Cento candeline sulla torta del Menaggio

Può un gioiello compiere cento anni? Se lo è davvero può compierne anche mille, e persino di più... Il fatto storico è che il «Menaggio & Cadenabbia Golf Club» sta celebrando il suo primo secolo di vita (1907-2007), in Italia secondo soltanto, per qualche incollatura, al monumento romano dell'Acquasanta. Inglesi, non a caso in quell'epoca, i fondatori dell'uno e dell'altro. Siamo, guardandoci molto indietro, agli albori di certe favole che, nascendo senza la pretesa di diventarlo, sono poi divenute cronaca certificata di eventi. Se per esempio, non troppo tempo fa, il presidente del «Menaggio», Vittorio Roncoroni, ha invitato e ricevuto la visita, prima sul campo e poi in club house, dell'attore-golfista George Clooney, di casa (anzi di supervilla) da quelle parti del lago di Como, e se il mitico George, chiedendo il permesso, ha rimorchiato due ospiti come Michael Douglas e Catherine Zeta Jones, questa la dice lunga sul prestigio del Circolo. Ed è appena una delle tante notizie e curiosità, illustrate da foto antiche e moderne, che sono entrate in un libro.
La pubblicazione speciale per i festeggiamenti del centenario, a cura del «Menaggio & Cadenabbia Golf Club», coordinata da Mario Camicia, progettata e realizzata con raffinata eleganza da Arti Grafiche Pizzi, è stata presentata nel corso della serata di gala di venerdì scorso. E che ci trovassimo tra le mani un volume di livello, divertente, agile e argomentato da scorrere era appena la conferma di un «plus» artistico del Circolo. A pochi passi da noi c'era infatti l'ingresso alla nota biblioteca tenuta nella massima considerazione perfino da St.Andrews: una raccolta di oltre 1.200 opere (addirittura di fine 1600, stampate a Edimburgo) dedicate al sapere golfistico, alle sue memorie, alle sue regole più antiche.

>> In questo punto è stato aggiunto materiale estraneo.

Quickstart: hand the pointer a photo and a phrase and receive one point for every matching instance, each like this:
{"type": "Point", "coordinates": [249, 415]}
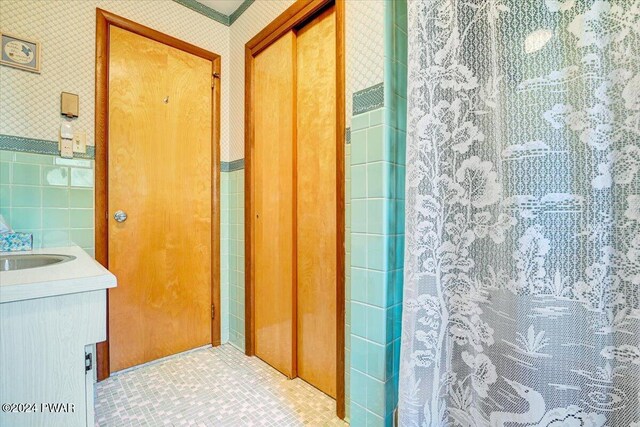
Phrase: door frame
{"type": "Point", "coordinates": [104, 20]}
{"type": "Point", "coordinates": [294, 17]}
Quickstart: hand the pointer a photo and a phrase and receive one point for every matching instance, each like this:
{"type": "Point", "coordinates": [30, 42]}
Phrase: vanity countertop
{"type": "Point", "coordinates": [79, 275]}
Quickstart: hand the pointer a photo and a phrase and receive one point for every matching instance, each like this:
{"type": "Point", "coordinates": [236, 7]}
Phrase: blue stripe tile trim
{"type": "Point", "coordinates": [214, 14]}
{"type": "Point", "coordinates": [38, 146]}
{"type": "Point", "coordinates": [239, 11]}
{"type": "Point", "coordinates": [368, 99]}
{"type": "Point", "coordinates": [232, 166]}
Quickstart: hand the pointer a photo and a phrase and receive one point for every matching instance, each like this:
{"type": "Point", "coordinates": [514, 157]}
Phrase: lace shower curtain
{"type": "Point", "coordinates": [522, 262]}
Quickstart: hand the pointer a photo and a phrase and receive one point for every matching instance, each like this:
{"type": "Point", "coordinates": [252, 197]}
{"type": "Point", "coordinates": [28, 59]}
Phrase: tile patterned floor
{"type": "Point", "coordinates": [210, 387]}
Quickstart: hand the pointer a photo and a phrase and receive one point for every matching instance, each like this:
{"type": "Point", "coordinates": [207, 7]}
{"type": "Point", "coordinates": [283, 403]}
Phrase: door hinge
{"type": "Point", "coordinates": [88, 362]}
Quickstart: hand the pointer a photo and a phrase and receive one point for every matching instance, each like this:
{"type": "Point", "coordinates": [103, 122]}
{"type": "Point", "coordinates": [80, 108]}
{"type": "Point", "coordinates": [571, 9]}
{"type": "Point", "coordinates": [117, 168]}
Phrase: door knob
{"type": "Point", "coordinates": [120, 216]}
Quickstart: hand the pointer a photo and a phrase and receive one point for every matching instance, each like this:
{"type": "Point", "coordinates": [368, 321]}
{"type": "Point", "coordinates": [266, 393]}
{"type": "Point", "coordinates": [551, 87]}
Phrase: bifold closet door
{"type": "Point", "coordinates": [317, 202]}
{"type": "Point", "coordinates": [273, 181]}
{"type": "Point", "coordinates": [159, 97]}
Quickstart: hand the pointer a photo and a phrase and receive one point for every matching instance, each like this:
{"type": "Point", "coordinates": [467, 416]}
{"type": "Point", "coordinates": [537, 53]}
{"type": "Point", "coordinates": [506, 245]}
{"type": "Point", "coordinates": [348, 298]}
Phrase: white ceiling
{"type": "Point", "coordinates": [226, 7]}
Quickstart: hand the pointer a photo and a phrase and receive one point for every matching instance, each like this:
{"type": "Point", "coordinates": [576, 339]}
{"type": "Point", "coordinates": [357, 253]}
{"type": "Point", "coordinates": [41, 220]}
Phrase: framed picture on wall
{"type": "Point", "coordinates": [20, 53]}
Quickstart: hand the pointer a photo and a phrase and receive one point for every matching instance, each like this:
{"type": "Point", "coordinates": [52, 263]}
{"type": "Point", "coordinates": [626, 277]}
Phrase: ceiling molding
{"type": "Point", "coordinates": [214, 14]}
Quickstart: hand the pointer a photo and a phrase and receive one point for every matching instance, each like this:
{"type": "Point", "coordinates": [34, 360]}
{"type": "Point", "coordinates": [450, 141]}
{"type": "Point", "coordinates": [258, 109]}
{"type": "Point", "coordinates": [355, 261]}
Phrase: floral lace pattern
{"type": "Point", "coordinates": [522, 255]}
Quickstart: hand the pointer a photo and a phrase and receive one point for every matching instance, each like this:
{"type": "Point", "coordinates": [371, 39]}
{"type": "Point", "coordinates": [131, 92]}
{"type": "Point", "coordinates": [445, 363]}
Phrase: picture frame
{"type": "Point", "coordinates": [19, 52]}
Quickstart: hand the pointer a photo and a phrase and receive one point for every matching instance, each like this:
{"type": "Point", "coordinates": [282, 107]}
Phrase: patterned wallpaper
{"type": "Point", "coordinates": [29, 104]}
{"type": "Point", "coordinates": [254, 19]}
{"type": "Point", "coordinates": [364, 47]}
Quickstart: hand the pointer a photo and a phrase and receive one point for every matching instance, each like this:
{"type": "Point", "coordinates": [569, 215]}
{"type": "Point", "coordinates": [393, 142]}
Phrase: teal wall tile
{"type": "Point", "coordinates": [359, 214]}
{"type": "Point", "coordinates": [26, 196]}
{"type": "Point", "coordinates": [359, 250]}
{"type": "Point", "coordinates": [55, 197]}
{"type": "Point", "coordinates": [81, 198]}
{"type": "Point", "coordinates": [5, 195]}
{"type": "Point", "coordinates": [26, 219]}
{"type": "Point", "coordinates": [359, 353]}
{"type": "Point", "coordinates": [81, 218]}
{"type": "Point", "coordinates": [358, 147]}
{"type": "Point", "coordinates": [5, 173]}
{"type": "Point", "coordinates": [25, 174]}
{"type": "Point", "coordinates": [358, 391]}
{"type": "Point", "coordinates": [377, 216]}
{"type": "Point", "coordinates": [378, 179]}
{"type": "Point", "coordinates": [55, 218]}
{"type": "Point", "coordinates": [376, 117]}
{"type": "Point", "coordinates": [358, 415]}
{"type": "Point", "coordinates": [40, 159]}
{"type": "Point", "coordinates": [55, 175]}
{"type": "Point", "coordinates": [375, 360]}
{"type": "Point", "coordinates": [377, 252]}
{"type": "Point", "coordinates": [40, 200]}
{"type": "Point", "coordinates": [376, 324]}
{"type": "Point", "coordinates": [82, 237]}
{"type": "Point", "coordinates": [81, 177]}
{"type": "Point", "coordinates": [358, 182]}
{"type": "Point", "coordinates": [375, 144]}
{"type": "Point", "coordinates": [52, 238]}
{"type": "Point", "coordinates": [359, 284]}
{"type": "Point", "coordinates": [375, 397]}
{"type": "Point", "coordinates": [376, 288]}
{"type": "Point", "coordinates": [360, 121]}
{"type": "Point", "coordinates": [359, 319]}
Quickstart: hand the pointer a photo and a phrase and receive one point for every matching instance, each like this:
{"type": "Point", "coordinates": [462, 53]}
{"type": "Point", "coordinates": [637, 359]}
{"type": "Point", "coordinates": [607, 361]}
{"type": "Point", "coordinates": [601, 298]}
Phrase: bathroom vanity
{"type": "Point", "coordinates": [53, 306]}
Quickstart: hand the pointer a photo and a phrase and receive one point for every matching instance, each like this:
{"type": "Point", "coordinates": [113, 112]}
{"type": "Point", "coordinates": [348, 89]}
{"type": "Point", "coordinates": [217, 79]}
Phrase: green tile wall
{"type": "Point", "coordinates": [232, 253]}
{"type": "Point", "coordinates": [378, 141]}
{"type": "Point", "coordinates": [347, 281]}
{"type": "Point", "coordinates": [50, 197]}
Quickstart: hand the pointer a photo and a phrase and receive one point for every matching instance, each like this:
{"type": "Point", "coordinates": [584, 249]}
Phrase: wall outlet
{"type": "Point", "coordinates": [80, 142]}
{"type": "Point", "coordinates": [66, 148]}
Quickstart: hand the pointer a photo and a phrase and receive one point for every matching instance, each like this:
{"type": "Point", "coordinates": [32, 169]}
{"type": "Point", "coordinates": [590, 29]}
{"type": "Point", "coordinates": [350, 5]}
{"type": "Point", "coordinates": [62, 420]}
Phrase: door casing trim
{"type": "Point", "coordinates": [104, 20]}
{"type": "Point", "coordinates": [294, 17]}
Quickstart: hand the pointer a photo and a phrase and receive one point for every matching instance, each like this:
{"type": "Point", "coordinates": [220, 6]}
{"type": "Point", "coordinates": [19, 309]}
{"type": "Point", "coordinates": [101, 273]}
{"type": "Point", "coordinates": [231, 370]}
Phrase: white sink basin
{"type": "Point", "coordinates": [21, 262]}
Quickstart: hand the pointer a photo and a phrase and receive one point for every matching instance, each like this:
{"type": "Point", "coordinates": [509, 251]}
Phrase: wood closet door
{"type": "Point", "coordinates": [274, 196]}
{"type": "Point", "coordinates": [160, 174]}
{"type": "Point", "coordinates": [317, 203]}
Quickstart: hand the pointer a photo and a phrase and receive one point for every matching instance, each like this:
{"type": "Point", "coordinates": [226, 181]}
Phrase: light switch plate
{"type": "Point", "coordinates": [66, 148]}
{"type": "Point", "coordinates": [80, 142]}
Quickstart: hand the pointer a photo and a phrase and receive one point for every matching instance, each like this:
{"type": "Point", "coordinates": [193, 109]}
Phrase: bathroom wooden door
{"type": "Point", "coordinates": [295, 211]}
{"type": "Point", "coordinates": [274, 255]}
{"type": "Point", "coordinates": [316, 202]}
{"type": "Point", "coordinates": [160, 175]}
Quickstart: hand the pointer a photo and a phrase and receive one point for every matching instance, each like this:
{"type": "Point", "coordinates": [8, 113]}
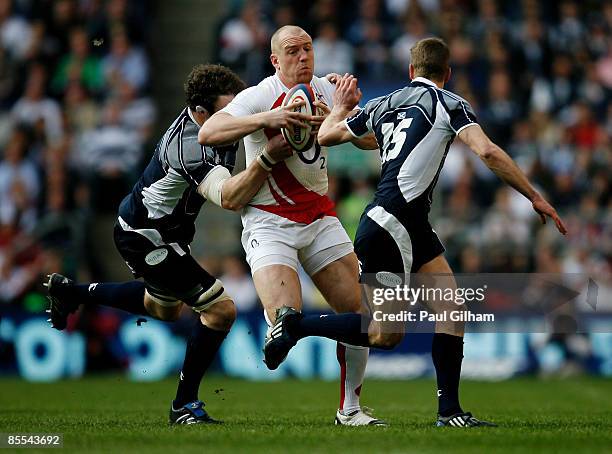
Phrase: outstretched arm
{"type": "Point", "coordinates": [333, 130]}
{"type": "Point", "coordinates": [233, 193]}
{"type": "Point", "coordinates": [505, 168]}
{"type": "Point", "coordinates": [223, 128]}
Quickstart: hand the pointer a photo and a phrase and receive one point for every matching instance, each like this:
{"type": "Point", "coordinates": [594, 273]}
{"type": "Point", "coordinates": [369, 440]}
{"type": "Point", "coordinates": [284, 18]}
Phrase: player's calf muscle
{"type": "Point", "coordinates": [166, 314]}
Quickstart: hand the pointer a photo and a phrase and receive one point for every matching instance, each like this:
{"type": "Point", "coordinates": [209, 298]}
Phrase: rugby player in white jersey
{"type": "Point", "coordinates": [415, 127]}
{"type": "Point", "coordinates": [291, 219]}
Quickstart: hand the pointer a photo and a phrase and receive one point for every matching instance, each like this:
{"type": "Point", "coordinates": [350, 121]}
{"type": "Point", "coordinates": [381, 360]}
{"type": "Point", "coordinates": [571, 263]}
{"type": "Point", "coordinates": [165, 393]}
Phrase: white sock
{"type": "Point", "coordinates": [353, 360]}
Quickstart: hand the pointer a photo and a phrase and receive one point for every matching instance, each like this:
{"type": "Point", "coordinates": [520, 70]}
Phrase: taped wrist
{"type": "Point", "coordinates": [266, 155]}
{"type": "Point", "coordinates": [210, 188]}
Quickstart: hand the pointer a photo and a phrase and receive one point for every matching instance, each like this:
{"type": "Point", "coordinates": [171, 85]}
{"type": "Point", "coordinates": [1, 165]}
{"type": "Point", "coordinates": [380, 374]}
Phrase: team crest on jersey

Il «Menaggio» sta scrivendo il capitolo aureo di un romanzo nato dall'impulso creativo dell'inglese Mylius - seguito dal connazionale Wyatt - e nel lungo successivo non facile percorso approdato, nel 1960, alle decisive innovazioni progettuali (a cominciare da quelle dell'ammodernamento del campo) della poderosa famiglia milanese dei Roncoroni: l'operazione di acquisto del Circolo, che apparteneva agli inglesi, costò all'incirca 100 milioni di lire, che oggi valgono una bella montagnola di milioni di euro.